Se trata de una limitación política a la potencia transformadora de un proceso constituyente, precisamente porque este recurso retórico ha sido utilizado por quienes, sistemáticamente, se han opuesto a todo cambio constitucional –entorpeciendo la deliberación democrática en torno a la cuestión constitucional y defendiendo, como regla vigente por defecto ante la falta de «acuerdo», el proyecto constitucional de la dictadura–, logrando así contener las iniciativas impulsadas por la vía reformista. Esa capacidad de contención que han mostrado los defensores de la Constitución de Pinochet se mantiene vigente, articulándose a través de instituciones políticamente neutralizadas, por ejemplo, a través del quórum de dos tercios para la reforma constitucional. Incorporar este elemento en el itinerario da cuenta de cómo la vía reformista se agotó y que no es capaz de dar más de lo (poco) que ya dio, pues no es ni ha sido capaz de reconfigurar las relaciones de poder en la sociedad; es más, ni siquiera tiene la capacidad de plantearse dicho objetivo.
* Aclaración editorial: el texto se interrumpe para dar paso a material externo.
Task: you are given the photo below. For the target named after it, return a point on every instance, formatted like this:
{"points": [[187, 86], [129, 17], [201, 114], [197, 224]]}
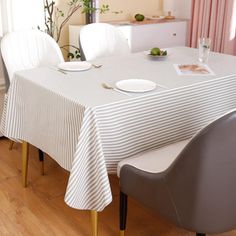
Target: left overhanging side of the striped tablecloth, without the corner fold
{"points": [[27, 113]]}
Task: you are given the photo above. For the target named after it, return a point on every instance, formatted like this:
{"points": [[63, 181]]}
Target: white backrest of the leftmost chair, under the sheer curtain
{"points": [[29, 49]]}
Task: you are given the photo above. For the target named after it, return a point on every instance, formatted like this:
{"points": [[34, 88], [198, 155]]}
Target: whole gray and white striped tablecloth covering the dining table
{"points": [[88, 129]]}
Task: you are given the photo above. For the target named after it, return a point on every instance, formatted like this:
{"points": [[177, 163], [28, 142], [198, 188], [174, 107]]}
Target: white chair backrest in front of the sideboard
{"points": [[101, 40]]}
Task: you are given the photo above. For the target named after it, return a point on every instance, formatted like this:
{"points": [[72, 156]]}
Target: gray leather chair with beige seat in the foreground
{"points": [[190, 183]]}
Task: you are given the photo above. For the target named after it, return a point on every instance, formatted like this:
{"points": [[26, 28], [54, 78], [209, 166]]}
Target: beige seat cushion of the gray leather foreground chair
{"points": [[154, 161]]}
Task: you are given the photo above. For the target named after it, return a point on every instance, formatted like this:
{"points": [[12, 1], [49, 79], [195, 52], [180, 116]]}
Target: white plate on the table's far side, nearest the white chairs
{"points": [[75, 66]]}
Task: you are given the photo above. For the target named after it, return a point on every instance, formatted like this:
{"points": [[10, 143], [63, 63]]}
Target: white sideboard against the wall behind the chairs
{"points": [[146, 35]]}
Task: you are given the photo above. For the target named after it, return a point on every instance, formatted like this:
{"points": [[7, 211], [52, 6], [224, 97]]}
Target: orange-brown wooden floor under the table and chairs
{"points": [[39, 209]]}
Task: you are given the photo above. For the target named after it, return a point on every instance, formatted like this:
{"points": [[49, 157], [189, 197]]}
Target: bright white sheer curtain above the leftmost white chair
{"points": [[21, 14]]}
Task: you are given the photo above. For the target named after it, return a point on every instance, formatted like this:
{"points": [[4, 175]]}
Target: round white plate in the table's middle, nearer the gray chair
{"points": [[136, 85]]}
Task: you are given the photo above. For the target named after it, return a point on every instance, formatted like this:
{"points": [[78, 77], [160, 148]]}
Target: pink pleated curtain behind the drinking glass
{"points": [[215, 19]]}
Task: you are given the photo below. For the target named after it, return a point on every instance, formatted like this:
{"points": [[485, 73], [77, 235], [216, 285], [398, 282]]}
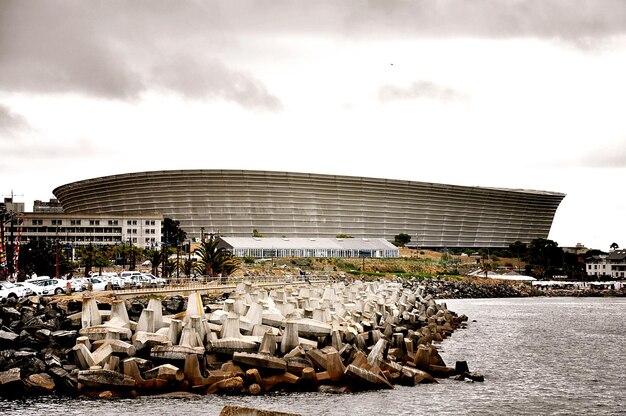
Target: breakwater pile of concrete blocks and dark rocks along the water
{"points": [[337, 338]]}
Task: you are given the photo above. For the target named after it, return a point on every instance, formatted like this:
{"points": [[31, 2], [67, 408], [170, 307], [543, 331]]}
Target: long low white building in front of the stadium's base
{"points": [[260, 247]]}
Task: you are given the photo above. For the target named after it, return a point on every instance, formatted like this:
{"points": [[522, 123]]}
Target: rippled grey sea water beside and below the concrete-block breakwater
{"points": [[540, 356]]}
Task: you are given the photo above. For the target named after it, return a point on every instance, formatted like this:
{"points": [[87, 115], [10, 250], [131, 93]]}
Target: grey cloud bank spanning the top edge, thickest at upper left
{"points": [[112, 48]]}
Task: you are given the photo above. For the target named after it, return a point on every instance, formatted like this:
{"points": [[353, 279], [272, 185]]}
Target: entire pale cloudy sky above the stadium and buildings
{"points": [[496, 93]]}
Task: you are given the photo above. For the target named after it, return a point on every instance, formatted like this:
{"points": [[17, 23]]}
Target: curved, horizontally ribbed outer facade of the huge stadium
{"points": [[235, 202]]}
Ambas aproximaciones críticas a la vía reformista que se ha seguido desde 1989 y que se presenta como agotada, derivan en la necesidad de una apertura radical de la participación política, a quienes se han visto sistemáticamente postergados de incidir en la solución de la cuestión constitucional. Esa apertura supone viabilizar una participación política decisoria, en los contenidos del proceso constituyente, a quien detenta el poder político originario: el pueblo soberano. Ese pueblo (los pueblos) lleva varios años movilizado en defensa de una serie de demandas ciudadanas, entre las que destaca la asamblea constituyente como una vía de solución a la cuestión constitucional, instancia que podría establecer nuevas formas democráticas para el ejercicio del poder político (tanto el que se ejerce en el plano institucional como en la sociedad).

4.2 . Asamblea Constituyente y nuevas relaciones de poder

Llegados a este punto, luego de revisar las relaciones entre la Constitución Política del Estado y la constitución política de la sociedad, es posible concluir que la solución no es un nuevo texto constitucional, sino una nueva forma institucional para el ejercicio del poder político, tanto a nivel de las instituciones del Estado como de la sociedad y su soberanía popular. En definitiva, nuevas prácticas para el ejercicio autónomo de la soberanía popular. Para poder abordar el desafío constituyente que se configura en esta etapa del desarrollo político del país, será necesaria la articulación entre las diversas demandas ciudadanas que, de manera explícita o no, confluyen en la necesidad de una nueva constitución que les dé viabilidad. Muchas de estas reivindicaciones emanan de la radical mercantilización de diversos espacios de la vida –educación, salud, seguridad social, trabajo, medio ambiente–, avalada por el soporte ideológico de la Constitución vigente y sus normas de amarre.